A team of scientists has found new evidence to bolster the idea that the Permian Extinction, which occurred 252 million years ago, was caused by massive volcanic eruptions in what is now Siberia. Apparent huge changes in the global environment wiped out 95 percent of marine species and 70 percent on land–the largest of five known mass extinctions in earth’s history.
The new study, which appears in the journal Scientific Reports, presents evidence of a global spike in the relatively rare chemical element nickel at the time.
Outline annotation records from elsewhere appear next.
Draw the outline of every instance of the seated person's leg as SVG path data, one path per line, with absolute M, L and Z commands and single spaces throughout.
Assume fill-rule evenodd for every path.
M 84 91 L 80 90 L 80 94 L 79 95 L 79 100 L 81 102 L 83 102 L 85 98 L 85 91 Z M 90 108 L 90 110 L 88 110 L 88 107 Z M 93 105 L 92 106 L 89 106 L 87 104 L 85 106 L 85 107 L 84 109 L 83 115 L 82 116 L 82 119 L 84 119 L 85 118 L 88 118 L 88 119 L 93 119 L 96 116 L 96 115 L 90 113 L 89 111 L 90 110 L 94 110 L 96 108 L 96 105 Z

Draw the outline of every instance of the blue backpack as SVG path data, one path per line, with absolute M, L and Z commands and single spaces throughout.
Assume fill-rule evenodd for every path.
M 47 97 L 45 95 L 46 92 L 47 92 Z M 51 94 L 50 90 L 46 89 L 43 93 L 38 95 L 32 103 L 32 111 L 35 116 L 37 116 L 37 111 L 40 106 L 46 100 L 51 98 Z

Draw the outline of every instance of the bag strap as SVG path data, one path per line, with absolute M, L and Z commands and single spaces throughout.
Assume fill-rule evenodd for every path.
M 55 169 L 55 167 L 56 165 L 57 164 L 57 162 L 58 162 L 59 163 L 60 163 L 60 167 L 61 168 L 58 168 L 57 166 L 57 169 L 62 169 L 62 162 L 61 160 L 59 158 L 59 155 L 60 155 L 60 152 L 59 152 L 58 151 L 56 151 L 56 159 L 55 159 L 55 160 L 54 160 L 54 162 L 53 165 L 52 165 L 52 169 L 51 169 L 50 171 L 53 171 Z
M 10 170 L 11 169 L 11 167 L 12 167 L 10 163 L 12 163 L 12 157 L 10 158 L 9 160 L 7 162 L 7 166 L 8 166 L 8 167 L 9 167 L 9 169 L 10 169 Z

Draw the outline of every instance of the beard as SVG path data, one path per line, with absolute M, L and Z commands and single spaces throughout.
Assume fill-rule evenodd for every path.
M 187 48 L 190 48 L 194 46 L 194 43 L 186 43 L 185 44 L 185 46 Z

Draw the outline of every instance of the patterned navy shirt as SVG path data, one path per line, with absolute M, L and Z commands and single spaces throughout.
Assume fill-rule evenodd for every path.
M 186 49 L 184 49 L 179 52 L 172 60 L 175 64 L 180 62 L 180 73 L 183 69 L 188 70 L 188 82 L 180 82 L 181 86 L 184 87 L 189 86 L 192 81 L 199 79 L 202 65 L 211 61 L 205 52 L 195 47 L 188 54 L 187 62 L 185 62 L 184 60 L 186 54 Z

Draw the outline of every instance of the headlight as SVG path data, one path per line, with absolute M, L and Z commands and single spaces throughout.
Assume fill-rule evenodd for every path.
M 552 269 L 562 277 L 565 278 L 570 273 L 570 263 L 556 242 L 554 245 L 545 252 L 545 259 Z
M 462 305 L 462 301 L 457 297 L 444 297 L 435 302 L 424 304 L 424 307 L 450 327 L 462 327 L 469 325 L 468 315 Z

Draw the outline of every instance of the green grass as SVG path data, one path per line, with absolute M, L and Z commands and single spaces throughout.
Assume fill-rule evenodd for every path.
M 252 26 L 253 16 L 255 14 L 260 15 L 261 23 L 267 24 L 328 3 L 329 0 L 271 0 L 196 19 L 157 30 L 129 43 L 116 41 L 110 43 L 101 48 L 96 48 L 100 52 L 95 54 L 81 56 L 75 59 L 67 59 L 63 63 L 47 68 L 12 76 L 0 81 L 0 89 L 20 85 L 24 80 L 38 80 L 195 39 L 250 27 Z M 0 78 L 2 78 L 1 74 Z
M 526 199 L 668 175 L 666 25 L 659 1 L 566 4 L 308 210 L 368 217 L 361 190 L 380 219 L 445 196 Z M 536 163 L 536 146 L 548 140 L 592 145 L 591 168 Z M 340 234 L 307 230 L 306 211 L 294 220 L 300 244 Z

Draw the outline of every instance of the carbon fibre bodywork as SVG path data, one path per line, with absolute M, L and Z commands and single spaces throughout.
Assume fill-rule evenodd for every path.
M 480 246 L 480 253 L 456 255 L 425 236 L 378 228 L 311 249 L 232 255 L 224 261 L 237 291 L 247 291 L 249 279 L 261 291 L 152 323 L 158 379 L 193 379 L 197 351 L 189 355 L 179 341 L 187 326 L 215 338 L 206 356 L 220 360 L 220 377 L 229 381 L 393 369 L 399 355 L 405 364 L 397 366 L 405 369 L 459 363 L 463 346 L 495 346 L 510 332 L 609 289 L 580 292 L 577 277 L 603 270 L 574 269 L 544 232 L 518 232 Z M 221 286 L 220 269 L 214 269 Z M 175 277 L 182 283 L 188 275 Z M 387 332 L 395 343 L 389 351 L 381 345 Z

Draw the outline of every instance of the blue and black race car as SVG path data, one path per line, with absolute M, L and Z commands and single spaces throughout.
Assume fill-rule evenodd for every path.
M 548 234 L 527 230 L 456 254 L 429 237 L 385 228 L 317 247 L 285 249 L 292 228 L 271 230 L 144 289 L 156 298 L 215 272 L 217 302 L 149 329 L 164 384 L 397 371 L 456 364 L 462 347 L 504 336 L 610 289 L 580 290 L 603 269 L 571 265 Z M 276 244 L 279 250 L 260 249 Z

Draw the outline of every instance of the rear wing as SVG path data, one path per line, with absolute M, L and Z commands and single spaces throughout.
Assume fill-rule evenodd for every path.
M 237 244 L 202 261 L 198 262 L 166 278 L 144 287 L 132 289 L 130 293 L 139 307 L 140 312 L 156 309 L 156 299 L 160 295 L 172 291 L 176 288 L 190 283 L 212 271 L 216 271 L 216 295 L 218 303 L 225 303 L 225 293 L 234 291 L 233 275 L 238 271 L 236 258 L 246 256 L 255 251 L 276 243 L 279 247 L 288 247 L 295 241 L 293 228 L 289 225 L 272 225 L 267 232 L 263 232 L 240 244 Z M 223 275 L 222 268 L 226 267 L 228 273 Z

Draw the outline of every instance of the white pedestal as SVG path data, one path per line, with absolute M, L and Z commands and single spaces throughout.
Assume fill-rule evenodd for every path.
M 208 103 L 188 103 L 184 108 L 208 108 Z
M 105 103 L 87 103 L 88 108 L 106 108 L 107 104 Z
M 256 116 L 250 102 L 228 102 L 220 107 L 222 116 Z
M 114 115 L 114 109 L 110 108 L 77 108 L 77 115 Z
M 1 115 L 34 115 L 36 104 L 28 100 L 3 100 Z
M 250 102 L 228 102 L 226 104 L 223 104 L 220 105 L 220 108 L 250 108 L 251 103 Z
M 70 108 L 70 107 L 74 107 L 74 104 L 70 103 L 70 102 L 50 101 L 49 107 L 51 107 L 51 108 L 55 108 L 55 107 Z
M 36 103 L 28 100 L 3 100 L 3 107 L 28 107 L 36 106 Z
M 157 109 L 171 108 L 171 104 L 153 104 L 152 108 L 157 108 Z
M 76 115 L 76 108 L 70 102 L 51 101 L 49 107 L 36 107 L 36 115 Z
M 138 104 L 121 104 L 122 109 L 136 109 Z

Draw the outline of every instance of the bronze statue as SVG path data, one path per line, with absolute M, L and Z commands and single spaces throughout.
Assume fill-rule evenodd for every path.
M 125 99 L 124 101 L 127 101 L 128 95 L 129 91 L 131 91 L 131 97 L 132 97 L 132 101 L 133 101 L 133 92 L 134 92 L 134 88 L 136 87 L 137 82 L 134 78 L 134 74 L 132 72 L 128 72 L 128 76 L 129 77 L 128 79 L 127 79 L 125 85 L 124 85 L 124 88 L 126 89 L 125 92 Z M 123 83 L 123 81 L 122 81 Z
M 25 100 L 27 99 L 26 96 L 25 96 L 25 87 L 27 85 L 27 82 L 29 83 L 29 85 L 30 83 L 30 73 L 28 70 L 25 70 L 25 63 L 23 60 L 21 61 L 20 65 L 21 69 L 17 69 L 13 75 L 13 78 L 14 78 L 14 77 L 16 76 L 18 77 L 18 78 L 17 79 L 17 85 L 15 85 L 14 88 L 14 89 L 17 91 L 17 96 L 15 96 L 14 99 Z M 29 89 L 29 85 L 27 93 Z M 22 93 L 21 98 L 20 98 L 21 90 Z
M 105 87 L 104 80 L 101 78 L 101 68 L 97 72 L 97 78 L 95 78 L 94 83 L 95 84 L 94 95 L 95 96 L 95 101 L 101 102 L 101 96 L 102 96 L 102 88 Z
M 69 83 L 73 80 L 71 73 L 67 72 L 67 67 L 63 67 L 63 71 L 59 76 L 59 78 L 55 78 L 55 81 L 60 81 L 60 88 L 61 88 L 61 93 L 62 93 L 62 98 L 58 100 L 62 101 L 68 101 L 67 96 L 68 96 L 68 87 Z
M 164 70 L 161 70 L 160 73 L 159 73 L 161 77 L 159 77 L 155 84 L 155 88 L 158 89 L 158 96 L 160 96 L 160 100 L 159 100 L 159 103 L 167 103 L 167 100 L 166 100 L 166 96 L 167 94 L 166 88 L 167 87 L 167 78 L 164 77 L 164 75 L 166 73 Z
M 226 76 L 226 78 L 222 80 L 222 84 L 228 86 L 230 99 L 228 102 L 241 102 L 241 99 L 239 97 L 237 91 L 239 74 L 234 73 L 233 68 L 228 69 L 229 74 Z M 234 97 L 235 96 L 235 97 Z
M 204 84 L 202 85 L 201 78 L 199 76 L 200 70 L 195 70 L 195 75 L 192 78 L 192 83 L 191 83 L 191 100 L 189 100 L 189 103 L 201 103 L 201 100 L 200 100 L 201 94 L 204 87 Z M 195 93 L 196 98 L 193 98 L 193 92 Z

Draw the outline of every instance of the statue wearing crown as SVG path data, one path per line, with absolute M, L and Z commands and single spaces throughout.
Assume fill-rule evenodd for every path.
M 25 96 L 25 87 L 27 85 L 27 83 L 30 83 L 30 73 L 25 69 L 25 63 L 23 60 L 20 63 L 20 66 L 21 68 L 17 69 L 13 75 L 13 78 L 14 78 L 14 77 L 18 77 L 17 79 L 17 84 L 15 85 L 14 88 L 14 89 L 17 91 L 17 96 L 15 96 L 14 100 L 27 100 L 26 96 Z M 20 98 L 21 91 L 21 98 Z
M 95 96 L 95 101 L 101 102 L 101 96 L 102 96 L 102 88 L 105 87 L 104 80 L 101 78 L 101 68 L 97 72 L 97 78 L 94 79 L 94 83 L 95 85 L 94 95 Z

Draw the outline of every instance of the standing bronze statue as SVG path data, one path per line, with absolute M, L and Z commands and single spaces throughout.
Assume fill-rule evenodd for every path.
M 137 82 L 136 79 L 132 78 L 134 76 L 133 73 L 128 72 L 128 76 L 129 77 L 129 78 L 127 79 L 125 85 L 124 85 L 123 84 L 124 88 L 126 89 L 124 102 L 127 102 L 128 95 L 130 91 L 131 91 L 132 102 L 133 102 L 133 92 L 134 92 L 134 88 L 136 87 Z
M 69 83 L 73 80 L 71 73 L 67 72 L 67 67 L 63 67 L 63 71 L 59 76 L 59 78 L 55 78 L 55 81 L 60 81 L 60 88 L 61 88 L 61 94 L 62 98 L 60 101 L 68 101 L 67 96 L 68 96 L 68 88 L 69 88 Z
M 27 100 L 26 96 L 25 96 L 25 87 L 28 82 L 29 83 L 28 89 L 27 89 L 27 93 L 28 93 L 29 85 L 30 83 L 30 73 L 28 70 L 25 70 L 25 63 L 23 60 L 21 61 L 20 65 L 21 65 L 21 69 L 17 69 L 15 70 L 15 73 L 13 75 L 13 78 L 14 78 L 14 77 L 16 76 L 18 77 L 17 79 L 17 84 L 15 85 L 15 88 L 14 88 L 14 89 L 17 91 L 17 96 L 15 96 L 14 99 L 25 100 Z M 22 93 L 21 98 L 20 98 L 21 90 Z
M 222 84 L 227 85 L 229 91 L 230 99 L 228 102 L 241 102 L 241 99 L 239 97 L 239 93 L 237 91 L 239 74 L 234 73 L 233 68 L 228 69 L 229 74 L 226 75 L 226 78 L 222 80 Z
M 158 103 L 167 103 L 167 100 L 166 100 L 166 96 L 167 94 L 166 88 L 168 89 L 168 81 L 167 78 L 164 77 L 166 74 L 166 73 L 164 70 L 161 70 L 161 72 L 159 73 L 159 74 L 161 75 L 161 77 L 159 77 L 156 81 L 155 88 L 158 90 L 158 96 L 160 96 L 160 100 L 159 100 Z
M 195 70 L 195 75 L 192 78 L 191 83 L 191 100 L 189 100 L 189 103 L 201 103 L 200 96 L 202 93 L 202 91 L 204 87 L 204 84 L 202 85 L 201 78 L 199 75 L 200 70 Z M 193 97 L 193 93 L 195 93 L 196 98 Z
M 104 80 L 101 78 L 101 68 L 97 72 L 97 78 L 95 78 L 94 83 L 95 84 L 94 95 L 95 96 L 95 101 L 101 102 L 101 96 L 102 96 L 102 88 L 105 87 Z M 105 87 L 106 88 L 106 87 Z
The scientists say spike was most likely associated with volatile compounds released by nickel-rich magma, the hardened remains of which today contain some of the greatest deposits of nickel ore on the planet.
Using a technique that measures the abundance of rare elements at the atomic level, the scientists documented anomalous levels of nickel in sedimentary rocks in Hungary, Japan and India. Added to previously identified spikes in other areas including Austria and northern Norway, the findings “establish that the the nickel distribution was global,” said coauthor Yue Cai, a geochemist at Columbia University’s Lamont-Doherty Earth Observatory.
This nickel peak, which dated to the time of the Permian Extinction, convinced the scientists that it was the volcanic upheaval in Siberia that produced intense global warming and other environmental changes associated with the die-off. The eruptions lasted about 800,000 years, and covered an area the size of the United States a kilometer deep.
“The Siberian volcanic eruptions and related massive intrusions of nickel-rich magmas into the Earth’s crust apparently emitted nickel-rich volatiles into the atmosphere,” said New York University geologist Michael Rampino, the paper’s senior author. Volcanoes also characteristically emit large amounts of carbon dioxide, a greenhouse gas. Rampino said that explosive interactions of the magma with overlying coal deposits could have released even more carbon dioxide, as well as methane, another greenhouse gas. This could explain the intense global warming recorded in the oceans and on land. He said the warming oceans apparently became sluggish and depleted in dissolved oxygen, contributing to the deaths of many forms of life in the sea.
Scientists have proposed other possible causes for the Permian Extinction, including a strike by a large extraterrestrial object, or the sudden disintegration of solid formations of methane on the seafloors, and their subsequent release into the atmosphere. But volcanism has long been a leading contender. The case was strengthened in the last few years, when scientists were able to pin down the timing of the Siberian volcanism, and tie it closely to the extinction. With the new study, “now we have not only a time link, but a chemical link,” said Cai.
It was Rampino who collected samples of rocks of the period from farflung places. Cai carried out the analyses at Lamont-Doherty.
The new finding “has exciting implications,” said Sedelia Rodriguez, a coauthor of the paper and lecturer in the Department of Environmental Science at Barnard College. “We look forward to expanding our research on nickel and other elements to delineate the specific areas affected by this eruption,” she said. “Additionally, we hope this research will contribute to determining whether an event of this magnitude is possible in the future.”
The paper was also coauthored by Eva Baransky of Barnard College.